Работы выполнялись совместно с МИЭТ (рук. Соколов Е. Б.), с Вологодским политехническим институтом (рук. Шагалов М. Д.), с Ленинградским политехническим институтом (рук. Сидоров В. Г.) и др. Исследованием структур и разработкой приборов на основе СаК занимались НИИ «Сапфир» (Москва) и НИИ «Мион» (Тбилиси).
В период с 1976 по 1980 г. в периодической печати появилось огромное количество статей зарубежных и отечественных исследователей по получению и исследованию GаN. Наши первые результаты докладывались в 1978 г. на V Всесоюзном симпозиуме по процессам роста и синтеза полупроводниковых кристаллов и пленок в Новосибирске и в 1979 г. в Ленинграде на 2-м Всесоюзном совещании по широкозонным полупроводникам.
Несмотря на то, что была разработана технология получения достаточно совершенных слоев GаN, изучены процессы легирования слоев донорными и акцепторными примесями, исследованы его свойства, получить р-n-структуру не удалось. Основной причиной неудачи было отсутствие в то время понимания факта низкой электрической активности акцепторных примесей в GаN, и соответственно, не разрабатывались пути ее повышения. Также не были разработаны технологические приемы создания гетеро-р-n-переходов на основе GаN/GаInN и GаN/GаAlN.
— Какие же характеристики имели созданные уже тогда структуры?
— В приборах на i-n-переходах была достигнута удельная яркость 250 кд/м2/А/см2. Генерация излучения начиналась на образцах при удельной мощности 2,7 Вт/см2, а при ее увеличении вдвое интенсивность излучения возрастала на три порядка. Разработанные структуры с λ 450–500 нм и силой света 150 мккд при U = 8 В было освоены на заводе «Элма». Для выпуска структур были разработана необходимая документация и ТУ. К сожалению, разработанный материал в связи с низкими излучательными характеристиками оказался не востребован.
Проблема поиска подходящих подложек для роста была одной из главных, поскольку в то время отсутствовала технология производства материала подложки, на которой выращивают нитрид галлия.
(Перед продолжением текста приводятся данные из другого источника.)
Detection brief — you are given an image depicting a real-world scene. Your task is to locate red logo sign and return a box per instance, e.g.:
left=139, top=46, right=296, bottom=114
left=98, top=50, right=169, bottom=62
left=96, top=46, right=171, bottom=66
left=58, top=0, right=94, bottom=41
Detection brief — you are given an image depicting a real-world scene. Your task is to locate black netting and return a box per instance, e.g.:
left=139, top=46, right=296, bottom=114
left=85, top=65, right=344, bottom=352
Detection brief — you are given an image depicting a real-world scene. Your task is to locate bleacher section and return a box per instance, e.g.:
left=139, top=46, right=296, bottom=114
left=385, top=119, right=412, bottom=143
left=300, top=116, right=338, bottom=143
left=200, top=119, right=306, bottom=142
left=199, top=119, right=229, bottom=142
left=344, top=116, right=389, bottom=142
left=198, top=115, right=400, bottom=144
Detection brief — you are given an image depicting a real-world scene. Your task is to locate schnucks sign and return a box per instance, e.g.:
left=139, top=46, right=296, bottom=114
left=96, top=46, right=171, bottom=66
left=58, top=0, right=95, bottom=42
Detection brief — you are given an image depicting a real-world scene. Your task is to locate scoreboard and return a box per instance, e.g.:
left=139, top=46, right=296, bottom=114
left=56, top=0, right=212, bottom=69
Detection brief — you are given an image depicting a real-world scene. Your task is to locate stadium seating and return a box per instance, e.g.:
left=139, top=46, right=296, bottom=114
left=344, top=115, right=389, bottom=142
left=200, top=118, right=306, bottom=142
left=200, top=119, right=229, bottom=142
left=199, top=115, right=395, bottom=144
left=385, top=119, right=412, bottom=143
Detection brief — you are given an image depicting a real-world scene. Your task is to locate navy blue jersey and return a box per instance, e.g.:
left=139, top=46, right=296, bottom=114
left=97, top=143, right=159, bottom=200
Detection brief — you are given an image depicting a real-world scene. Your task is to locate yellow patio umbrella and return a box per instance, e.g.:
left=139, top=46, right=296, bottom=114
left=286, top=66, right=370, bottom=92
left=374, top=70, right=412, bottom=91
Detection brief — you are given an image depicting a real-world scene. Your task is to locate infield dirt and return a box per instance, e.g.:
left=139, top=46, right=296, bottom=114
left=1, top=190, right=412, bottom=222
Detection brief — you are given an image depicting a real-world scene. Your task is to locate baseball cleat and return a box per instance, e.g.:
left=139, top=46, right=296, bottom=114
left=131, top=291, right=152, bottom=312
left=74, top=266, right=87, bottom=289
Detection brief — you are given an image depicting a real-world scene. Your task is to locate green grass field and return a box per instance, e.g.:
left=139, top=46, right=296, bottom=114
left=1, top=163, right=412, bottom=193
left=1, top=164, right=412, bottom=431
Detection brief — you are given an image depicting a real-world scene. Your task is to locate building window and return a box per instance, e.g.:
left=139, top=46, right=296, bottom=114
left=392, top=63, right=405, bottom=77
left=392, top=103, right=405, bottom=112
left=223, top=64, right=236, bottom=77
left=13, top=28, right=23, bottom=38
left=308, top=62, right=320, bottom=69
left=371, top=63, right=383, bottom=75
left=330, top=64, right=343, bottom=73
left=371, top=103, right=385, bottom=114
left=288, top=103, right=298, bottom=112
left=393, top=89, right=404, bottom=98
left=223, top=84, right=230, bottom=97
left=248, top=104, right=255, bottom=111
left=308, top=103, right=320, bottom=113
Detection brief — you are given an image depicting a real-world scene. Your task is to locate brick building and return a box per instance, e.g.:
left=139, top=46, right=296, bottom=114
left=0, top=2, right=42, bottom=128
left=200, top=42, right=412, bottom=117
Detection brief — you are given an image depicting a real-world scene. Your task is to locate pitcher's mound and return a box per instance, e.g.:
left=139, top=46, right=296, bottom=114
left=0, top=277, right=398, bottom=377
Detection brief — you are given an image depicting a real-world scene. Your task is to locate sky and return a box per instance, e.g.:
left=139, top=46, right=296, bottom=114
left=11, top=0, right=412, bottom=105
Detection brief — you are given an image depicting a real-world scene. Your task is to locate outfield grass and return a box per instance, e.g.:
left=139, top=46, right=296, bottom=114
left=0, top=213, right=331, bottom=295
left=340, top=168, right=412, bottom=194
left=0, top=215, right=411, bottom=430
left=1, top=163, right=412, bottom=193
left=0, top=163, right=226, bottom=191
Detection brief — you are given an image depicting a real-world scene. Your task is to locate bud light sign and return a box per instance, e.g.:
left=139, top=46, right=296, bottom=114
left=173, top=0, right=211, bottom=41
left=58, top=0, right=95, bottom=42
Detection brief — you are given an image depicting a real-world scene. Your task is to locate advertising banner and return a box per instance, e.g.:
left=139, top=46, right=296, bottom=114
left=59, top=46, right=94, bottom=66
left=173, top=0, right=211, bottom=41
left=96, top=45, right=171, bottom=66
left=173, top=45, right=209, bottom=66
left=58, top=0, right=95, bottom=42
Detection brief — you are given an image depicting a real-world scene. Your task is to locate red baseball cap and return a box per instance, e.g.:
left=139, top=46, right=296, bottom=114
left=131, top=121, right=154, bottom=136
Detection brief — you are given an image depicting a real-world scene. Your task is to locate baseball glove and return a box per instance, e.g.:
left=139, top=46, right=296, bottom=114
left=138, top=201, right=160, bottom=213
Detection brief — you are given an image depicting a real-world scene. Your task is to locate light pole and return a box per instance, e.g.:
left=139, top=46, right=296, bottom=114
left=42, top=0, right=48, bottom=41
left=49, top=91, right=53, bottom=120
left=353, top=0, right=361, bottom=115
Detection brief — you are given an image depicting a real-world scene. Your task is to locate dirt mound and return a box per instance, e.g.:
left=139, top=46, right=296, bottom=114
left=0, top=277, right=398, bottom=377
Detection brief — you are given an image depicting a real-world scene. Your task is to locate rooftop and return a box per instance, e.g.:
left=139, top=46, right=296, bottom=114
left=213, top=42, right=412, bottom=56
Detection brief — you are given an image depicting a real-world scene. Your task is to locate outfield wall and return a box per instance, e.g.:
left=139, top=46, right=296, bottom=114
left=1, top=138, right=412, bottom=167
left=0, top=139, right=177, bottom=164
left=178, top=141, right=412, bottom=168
Технологии нанокристаллов не было. Это очень высокотемпературные процессы (до +1500 °С), и до сих пор монокристаллы нитрида галлия не получают по-настоящему. Было ясно, что их надо получать эпитаксиальным методом и на какой-то подложке. Перебирали разные подложки.
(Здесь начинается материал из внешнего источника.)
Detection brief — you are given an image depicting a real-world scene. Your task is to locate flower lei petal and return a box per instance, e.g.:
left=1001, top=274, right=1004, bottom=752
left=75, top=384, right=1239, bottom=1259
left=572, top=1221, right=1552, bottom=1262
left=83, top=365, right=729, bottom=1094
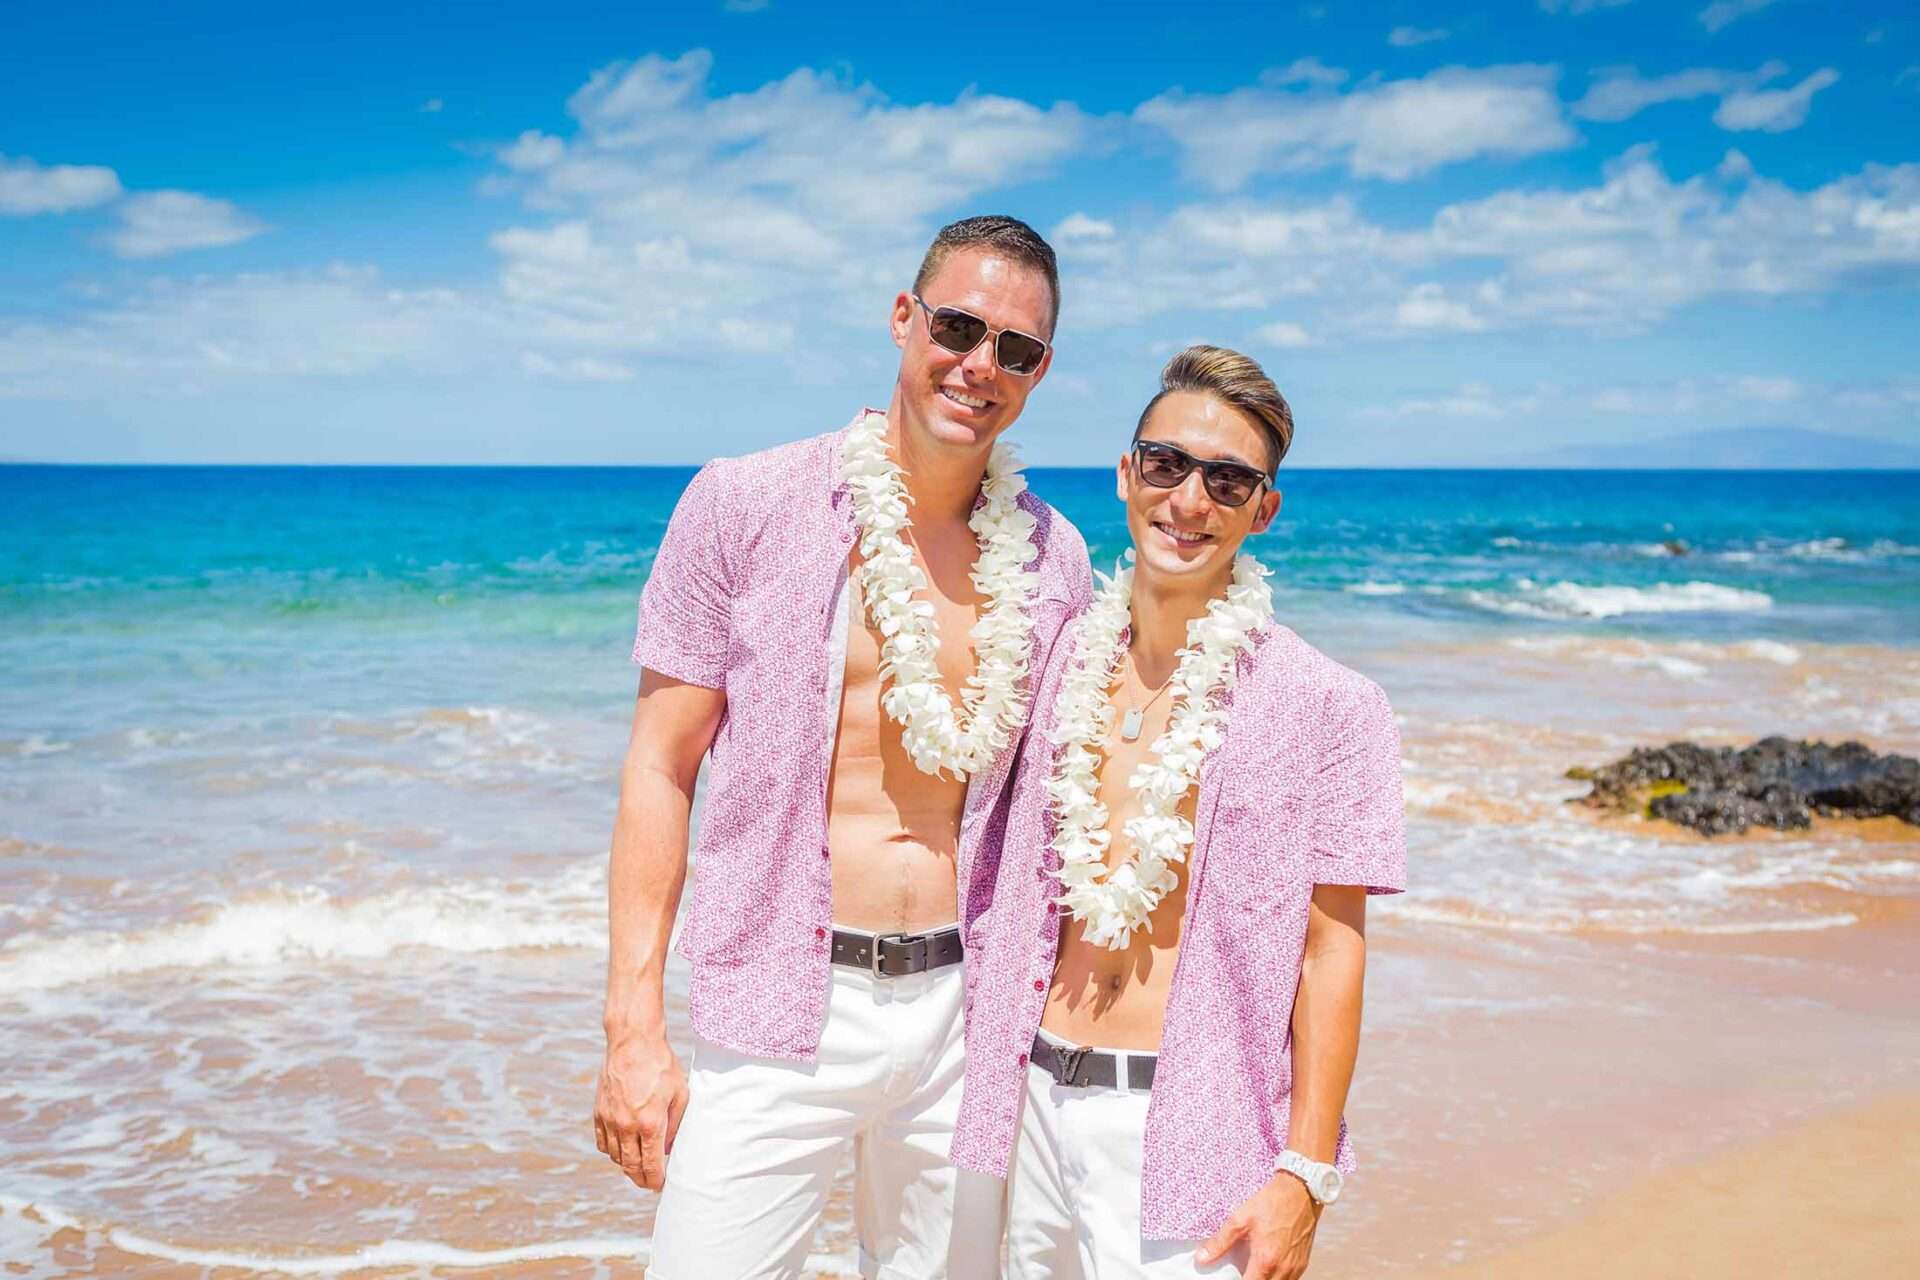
left=1048, top=553, right=1274, bottom=948
left=840, top=410, right=1041, bottom=779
— Кремний, наверное, пробовали в первую очередь?
— Нет. Нет, сразу было ясно, что кремний не подходит по параметрам решетки. В то время чтобы создать хороший прибор (любой — СВЧ или оптоэлектронный), нужно было получить чистый и кристаллически совершенный материал.
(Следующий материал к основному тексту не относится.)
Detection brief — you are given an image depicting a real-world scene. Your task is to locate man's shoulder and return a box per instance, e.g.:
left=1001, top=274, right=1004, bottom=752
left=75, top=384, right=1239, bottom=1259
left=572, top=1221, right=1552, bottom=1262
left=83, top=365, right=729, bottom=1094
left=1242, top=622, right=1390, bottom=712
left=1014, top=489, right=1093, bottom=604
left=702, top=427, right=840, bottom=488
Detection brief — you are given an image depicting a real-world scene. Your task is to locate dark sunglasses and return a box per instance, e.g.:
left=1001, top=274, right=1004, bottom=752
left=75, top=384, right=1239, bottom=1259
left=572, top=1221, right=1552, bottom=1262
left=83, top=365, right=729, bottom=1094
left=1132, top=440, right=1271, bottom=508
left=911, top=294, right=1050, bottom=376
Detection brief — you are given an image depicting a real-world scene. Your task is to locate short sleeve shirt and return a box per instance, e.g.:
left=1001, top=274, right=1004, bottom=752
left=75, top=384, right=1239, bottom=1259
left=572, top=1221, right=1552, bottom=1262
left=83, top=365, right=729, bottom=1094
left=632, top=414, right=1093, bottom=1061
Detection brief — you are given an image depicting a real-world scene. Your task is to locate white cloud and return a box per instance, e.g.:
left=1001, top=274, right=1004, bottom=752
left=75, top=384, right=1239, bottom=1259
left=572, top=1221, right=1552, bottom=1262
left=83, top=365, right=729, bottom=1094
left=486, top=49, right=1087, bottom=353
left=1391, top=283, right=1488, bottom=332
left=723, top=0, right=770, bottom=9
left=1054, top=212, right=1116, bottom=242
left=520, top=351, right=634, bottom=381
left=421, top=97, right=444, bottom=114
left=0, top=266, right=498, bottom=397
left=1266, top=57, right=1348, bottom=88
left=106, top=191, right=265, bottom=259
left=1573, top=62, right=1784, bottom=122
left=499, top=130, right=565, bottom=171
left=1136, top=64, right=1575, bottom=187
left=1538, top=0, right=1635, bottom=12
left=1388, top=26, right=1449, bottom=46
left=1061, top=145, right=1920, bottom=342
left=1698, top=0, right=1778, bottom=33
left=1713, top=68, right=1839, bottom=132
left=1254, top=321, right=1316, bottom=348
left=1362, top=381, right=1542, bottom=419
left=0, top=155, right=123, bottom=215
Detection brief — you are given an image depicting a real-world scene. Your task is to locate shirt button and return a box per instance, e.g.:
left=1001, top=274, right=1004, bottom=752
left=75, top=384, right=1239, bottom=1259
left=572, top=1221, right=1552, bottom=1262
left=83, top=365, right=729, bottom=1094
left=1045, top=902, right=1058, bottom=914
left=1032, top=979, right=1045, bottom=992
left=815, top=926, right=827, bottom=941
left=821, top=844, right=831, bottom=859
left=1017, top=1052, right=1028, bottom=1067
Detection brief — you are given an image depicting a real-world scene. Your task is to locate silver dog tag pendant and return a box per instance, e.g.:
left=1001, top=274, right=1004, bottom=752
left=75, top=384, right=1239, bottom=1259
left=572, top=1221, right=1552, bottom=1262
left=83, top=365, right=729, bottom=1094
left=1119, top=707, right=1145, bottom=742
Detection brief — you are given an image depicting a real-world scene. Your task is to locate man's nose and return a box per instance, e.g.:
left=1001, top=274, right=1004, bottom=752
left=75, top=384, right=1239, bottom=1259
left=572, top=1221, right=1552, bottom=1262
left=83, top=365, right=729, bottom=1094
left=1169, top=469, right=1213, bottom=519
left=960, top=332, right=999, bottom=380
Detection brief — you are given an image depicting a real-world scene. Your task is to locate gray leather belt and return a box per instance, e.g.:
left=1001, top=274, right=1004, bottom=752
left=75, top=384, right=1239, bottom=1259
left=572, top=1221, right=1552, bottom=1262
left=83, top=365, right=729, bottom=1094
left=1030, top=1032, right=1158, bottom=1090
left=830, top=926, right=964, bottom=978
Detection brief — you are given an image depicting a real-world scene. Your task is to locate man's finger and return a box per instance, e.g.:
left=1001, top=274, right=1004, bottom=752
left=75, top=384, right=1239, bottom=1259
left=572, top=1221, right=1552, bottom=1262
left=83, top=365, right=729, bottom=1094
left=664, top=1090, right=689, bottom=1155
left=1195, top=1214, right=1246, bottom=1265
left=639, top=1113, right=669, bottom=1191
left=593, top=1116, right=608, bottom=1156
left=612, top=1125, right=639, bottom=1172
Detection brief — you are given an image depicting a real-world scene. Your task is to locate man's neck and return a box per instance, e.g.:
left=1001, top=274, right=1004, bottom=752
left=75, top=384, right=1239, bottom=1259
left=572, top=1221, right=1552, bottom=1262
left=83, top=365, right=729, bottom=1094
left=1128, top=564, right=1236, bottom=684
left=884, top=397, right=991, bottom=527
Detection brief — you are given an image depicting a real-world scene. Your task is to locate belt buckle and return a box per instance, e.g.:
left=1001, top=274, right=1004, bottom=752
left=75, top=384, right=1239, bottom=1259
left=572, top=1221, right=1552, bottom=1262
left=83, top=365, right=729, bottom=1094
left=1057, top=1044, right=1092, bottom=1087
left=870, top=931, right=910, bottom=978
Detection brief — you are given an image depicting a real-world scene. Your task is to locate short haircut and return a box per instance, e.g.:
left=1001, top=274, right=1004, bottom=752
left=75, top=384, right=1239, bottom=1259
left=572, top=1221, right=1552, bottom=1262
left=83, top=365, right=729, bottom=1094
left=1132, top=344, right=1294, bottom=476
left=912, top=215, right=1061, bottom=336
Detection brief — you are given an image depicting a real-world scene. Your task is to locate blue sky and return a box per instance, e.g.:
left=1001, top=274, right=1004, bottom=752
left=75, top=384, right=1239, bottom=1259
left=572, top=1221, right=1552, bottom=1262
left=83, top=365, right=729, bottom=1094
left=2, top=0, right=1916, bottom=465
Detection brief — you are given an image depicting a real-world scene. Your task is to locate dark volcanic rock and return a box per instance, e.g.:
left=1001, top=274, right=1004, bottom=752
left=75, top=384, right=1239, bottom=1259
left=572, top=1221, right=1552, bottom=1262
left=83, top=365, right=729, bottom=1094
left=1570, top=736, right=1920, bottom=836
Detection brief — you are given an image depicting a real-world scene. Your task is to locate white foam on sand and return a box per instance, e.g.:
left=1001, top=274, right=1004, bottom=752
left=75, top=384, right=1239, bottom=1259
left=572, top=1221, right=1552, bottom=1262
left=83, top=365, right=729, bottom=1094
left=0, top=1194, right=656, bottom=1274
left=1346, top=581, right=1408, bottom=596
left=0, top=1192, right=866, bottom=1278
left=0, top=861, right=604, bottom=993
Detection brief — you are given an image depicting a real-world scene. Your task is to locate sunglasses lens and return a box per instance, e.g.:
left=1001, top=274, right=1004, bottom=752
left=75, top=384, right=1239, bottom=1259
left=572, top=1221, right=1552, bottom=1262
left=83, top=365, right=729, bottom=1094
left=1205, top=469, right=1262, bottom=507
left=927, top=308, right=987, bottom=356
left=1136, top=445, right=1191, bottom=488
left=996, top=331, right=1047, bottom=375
— То есть он должен быть продолжением кристалла, на котором растет?
— По крайней мере должны быть какие-то решения, которые позволяли бы уйти от механических напряжений и дефектов, возникающих на границе между подложкой и слоем. Вообще на кремнии, конечно, пытались растить, потому что он был прямо под рукой. Но получались только блоки и поликристаллы. Тогда ведь существовала одна технология — хлорид-гидридная. Конечно, была еще жидкофазная, но они обе не позволяли на кремнии так прямо, «в лоб», получать нитрид галлия. Взяли сапфир, стали смотреть разные ориентации и нашли ту, которая близко по параметрам решетки подходит к нитриду галлия.
— И стали ее использовать?
— Нет. В то время уже на сапфире растили кремний (КНС). Но ориентация оказалась другая. Поэтому мы дали задание, чтобы нам вырастили сапфир, разрезали по-нужному, чтобы была соответствующая ориентация решетки, и начали проводить ростовые процессы нитрида. В общем, технология оказалась достаточно эффективной. Очень быстро мы получили слои нитрида галлия N-типа.
— То есть чистый материал?
— Да, были получены толстые слои чистого материала, нитрида галлия. Конечно, там была плотная дислокация, намного выше, чем на арсениде или фосфиде галлия. Но тем не менее. А дальше работа должна была идти в направлении снижения дефектов, дислокаций, напряжений и т. д. Но прежде чем к этому приступить, нужно было получить p-n-переход. В этот момент уже начали работы и японцы.
— Тут и Акасаки появился?
— Да, Акасаки появился в 1973 г. Появилась масса публикаций о том, что, мол, пытаются получить пленочки нитрида галлия. У всех получается оксид, ни у кого р-тип не получается. Все ищут пути, маленькую концентрацию цинка, большую концентрацию цинка… Цинк — основной акцептор. Получаются высокоомные слои. И все. У нас уже и статьи были, и всякие разные гипотезы. Меняли ориентацию решеток. В конце концов, от цинка перешли к магнию.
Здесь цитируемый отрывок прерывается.